Unter Diabetes versteht man eine Stoffwechselerkrankung. Sie ist dadurch gekennzeichnet, dass ihr Blutzuckerspiegel dauerhaft erhöht ist. Diese Krankheit bezeichnet man auch als Zuckerkrankheit. Bei Diabetes gibt es zwei unterschiedliche Formen. Es gibt einmal den Diabetes Typ 1 und den Diabetes Typ 2. Meistens beginnt der Diabetes Typ 1 ab einem Alter von ungefähr 20 Jahren. Eine Autoimmunkrankheit ist die Ursache dafür. Hier kommt es dazu, dass das Immunsystem den eigenen Körper angreift. Dadurch kommt es dazu das die Zellen von ihrer Bauchspeicheldrüse zerstört werden. Meistens tritt der Diabetes Typ 2 ab einem Alter von 30 Jahren auf. Diese Krankheit wird dann als Altersdiabetes bezeichnet. Es können aber auch junge Menschen davon betroffen sein. Eines der häufigsten Ursachen sind Bewegungsmangel, Übergewicht und einige weitere Faktoren.
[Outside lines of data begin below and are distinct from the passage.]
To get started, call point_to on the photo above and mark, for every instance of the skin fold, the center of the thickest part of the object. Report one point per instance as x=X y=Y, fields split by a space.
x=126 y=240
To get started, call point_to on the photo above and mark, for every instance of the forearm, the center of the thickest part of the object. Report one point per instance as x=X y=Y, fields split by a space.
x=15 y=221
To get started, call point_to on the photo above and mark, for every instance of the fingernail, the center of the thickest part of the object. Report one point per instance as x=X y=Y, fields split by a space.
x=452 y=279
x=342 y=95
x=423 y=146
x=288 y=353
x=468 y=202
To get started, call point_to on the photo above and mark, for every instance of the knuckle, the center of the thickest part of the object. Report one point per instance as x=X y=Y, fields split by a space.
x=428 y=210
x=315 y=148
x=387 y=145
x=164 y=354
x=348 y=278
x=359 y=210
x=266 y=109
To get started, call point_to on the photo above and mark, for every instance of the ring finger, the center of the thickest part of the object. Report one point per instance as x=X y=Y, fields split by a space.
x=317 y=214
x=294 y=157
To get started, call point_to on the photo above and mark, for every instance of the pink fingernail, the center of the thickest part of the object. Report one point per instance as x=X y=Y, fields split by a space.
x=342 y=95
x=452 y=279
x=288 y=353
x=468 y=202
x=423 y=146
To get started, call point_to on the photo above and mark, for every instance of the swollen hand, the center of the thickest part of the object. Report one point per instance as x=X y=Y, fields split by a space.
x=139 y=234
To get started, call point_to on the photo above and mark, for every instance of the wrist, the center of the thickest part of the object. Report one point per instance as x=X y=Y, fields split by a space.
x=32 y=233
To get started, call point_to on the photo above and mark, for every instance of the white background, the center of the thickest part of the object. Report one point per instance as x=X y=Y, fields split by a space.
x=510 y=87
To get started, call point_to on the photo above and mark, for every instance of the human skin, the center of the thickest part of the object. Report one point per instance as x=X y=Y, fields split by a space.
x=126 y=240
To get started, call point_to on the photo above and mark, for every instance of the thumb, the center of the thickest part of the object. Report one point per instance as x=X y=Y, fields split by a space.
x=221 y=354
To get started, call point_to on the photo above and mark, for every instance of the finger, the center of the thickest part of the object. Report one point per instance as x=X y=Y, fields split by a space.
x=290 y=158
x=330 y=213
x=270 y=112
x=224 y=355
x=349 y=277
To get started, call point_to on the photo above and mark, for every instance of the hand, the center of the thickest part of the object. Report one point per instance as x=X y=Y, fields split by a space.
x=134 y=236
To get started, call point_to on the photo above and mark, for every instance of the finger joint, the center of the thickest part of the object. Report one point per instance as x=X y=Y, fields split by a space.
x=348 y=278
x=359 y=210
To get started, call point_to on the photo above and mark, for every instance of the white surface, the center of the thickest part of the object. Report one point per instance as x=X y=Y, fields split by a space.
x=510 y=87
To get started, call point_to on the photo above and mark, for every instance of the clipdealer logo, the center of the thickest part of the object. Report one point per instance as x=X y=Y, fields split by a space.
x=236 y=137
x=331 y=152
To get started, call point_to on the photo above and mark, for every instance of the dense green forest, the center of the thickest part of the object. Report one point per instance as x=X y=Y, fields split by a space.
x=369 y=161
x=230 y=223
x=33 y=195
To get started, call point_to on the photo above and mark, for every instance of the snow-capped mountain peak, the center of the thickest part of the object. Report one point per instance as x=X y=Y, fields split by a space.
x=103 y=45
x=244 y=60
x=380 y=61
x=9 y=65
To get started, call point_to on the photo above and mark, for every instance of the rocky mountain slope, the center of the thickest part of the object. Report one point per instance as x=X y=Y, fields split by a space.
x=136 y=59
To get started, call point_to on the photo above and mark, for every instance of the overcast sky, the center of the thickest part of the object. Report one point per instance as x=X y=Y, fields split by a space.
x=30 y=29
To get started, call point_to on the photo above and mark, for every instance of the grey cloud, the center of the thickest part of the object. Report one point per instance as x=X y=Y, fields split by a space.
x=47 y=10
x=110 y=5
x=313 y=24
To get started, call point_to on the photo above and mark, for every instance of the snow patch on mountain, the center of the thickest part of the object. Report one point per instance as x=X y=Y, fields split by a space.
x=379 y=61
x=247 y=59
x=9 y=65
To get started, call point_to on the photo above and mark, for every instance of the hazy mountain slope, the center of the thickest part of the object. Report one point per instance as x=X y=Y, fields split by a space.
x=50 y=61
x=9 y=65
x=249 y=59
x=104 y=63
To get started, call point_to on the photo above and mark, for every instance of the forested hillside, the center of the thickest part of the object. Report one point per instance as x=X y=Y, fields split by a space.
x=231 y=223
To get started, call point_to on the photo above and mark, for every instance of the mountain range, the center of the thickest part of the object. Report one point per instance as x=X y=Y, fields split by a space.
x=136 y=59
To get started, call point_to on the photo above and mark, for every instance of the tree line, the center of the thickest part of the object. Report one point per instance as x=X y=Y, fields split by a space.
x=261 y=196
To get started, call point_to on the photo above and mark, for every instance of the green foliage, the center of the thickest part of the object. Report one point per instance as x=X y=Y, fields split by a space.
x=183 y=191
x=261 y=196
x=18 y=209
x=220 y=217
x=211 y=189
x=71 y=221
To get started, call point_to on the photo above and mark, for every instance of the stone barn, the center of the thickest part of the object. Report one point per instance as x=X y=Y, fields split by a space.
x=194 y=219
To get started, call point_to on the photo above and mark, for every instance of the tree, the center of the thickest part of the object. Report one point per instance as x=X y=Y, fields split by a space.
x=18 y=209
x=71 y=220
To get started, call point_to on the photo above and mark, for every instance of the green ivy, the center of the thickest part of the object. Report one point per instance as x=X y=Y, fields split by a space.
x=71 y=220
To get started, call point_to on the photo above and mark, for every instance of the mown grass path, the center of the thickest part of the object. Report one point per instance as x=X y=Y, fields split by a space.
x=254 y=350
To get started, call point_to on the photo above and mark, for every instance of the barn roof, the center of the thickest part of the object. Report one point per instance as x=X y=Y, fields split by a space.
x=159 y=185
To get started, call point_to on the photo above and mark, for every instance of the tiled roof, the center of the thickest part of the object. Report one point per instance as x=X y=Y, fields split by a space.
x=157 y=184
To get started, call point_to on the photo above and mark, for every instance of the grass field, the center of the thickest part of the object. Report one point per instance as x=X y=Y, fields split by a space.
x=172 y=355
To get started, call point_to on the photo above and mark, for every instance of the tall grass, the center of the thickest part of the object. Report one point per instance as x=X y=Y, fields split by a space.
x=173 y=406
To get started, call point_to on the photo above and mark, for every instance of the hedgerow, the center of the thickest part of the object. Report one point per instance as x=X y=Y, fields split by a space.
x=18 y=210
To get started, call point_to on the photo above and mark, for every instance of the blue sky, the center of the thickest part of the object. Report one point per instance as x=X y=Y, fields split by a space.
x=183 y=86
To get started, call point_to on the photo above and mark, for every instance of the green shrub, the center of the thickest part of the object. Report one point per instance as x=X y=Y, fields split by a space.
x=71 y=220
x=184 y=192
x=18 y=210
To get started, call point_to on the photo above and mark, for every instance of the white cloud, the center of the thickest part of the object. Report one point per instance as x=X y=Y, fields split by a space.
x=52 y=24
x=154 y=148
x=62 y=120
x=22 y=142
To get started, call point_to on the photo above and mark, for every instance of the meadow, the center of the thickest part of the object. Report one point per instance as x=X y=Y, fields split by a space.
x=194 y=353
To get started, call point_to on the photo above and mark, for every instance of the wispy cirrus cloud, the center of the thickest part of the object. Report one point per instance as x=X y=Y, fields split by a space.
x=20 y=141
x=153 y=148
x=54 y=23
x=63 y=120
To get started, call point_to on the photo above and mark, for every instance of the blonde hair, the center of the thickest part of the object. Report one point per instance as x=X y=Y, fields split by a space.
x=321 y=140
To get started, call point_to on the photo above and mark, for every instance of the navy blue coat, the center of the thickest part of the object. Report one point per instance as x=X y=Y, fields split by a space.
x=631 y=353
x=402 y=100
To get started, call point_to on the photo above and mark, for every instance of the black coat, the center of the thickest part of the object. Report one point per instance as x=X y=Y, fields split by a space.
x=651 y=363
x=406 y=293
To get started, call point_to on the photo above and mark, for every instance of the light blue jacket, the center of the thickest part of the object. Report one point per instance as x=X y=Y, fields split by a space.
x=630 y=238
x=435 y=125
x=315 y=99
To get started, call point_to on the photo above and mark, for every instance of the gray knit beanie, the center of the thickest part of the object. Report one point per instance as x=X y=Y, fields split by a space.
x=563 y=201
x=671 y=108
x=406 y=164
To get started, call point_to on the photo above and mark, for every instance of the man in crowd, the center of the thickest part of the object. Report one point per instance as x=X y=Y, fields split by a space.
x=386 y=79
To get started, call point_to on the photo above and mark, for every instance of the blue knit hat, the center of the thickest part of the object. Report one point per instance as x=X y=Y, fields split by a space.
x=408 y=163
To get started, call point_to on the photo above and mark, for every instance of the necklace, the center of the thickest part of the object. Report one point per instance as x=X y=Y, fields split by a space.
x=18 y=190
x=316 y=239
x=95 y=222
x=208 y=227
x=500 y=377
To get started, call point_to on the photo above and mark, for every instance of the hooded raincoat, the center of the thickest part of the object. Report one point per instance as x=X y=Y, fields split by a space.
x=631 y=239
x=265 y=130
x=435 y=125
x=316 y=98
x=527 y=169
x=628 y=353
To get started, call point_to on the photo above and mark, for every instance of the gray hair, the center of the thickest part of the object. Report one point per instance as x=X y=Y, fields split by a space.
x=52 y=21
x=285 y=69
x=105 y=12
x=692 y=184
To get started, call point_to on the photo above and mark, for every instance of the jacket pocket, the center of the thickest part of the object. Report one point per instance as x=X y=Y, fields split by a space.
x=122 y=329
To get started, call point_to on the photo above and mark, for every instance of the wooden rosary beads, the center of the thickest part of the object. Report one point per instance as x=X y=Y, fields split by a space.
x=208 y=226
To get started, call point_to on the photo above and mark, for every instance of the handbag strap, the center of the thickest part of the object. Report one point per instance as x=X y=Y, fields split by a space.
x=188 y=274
Ca 415 Millionen Menschen sind weltweit davon betroffen. Sie sind am Alter zwischen 20 und 79 Jahren. In Deutschland sind allein 7 Millionen Menschen an Diabetes erkrankt. Diese Zahlen steigen aber immer weiter an. Diabetes wird daher als eine Volkskrankheit bezeichnet.

Diabetes: die Symptome

Diabetes Typ 2 wird in den meisten Fällen erst später entdeckt. Das liegt daran das sich die Symptome eher weniger zeigen. Schwäche, Leistungsminderung und Müdigkeit sind die häufigsten Symptome. Ein vermehrtes Durstgefühl und häufiger Harndrang sind ebenfalls Anzeichen dafür. Durch den Harn wird die überflüssige Glucose ausgeschieden. Das geschieht ab einer bestimmten Blutzuckerkonzentration. Daher haben die Betroffenen einen häufigen Harndrang, weil mehr Wasser als übrig nachgezogen wird. Der Körper will die Flüssigkeit wieder ausgleichen, deswegen entsteht ein häufiges Durstgefühl. Juckreiz, Gewichtsveränderung und ständiges Hungergefühl sind weitere Symptome. Acht bis zwölf Liter beträgt der Durchschnittliche Flüssigkeitsmangel. Es kann zu Bewusstseinsstörungen kommen, da ihr Körper austrocknet. Dies kann sogar zum Koma führen.

Wie erkennt man Diabetes

Damit man früh genug eine Diagnose stellen kann, sollten sie immer an Vorsorgeuntersuchungen teilnehmen. Das hat den Vorteil, dass ihr Blutzucker immer geprüft wird. Wenn sie ein Diabetes Risiko haben, sollten sie unbedingt regelmäßige Untersuchungstermine einhalten. Ihr Blutdruck wird dann dort gemessen und ihr Blut wird auch untersucht. Sie werden auch gewogen und gemessen. Schäden wie Durchblutungsstörungen, Schäden an Augen und Nieren und Herz-Kreislaufs-Erkrankungen können sich entwickeln. Das kann geschehen, wenn Diabetes jahrelang unbemerkt bleibt. Bei einer Frühzeitigen Feststellung lassen sich diese Erkrankungen vermeiden, da diese rechtzeitig behandelt werden können. Damit der Arzt eine sichere Diagnose stellen kann, misst er einige verschiedene Werte wie zum Beispiel den Nüchternblutzucker, den Gelegenheitsblutzucker, oraler Glukosetoleranztest und den Langzeitblutzucker. Vor dem Frühstuck wird der Nüchternblutzucker gemacht. Vier Stunden vorher dürfen sie dann keine Nahrung zu sich nehmen. Sie sollten auch vor dem Messen Kaffee, Tee, Zigaretten und kalorienreiche Getränke vermeiden. Wenn sie den oralen Glukosetoleranztest machen, dann dürfen sie sogar 1o Stunden vorher keine Nahrung zu sich nehmen. Sie müssen für diesen Test eine Flüssigkeit zu sich nehmen die 75 Gramm Zucker enthält.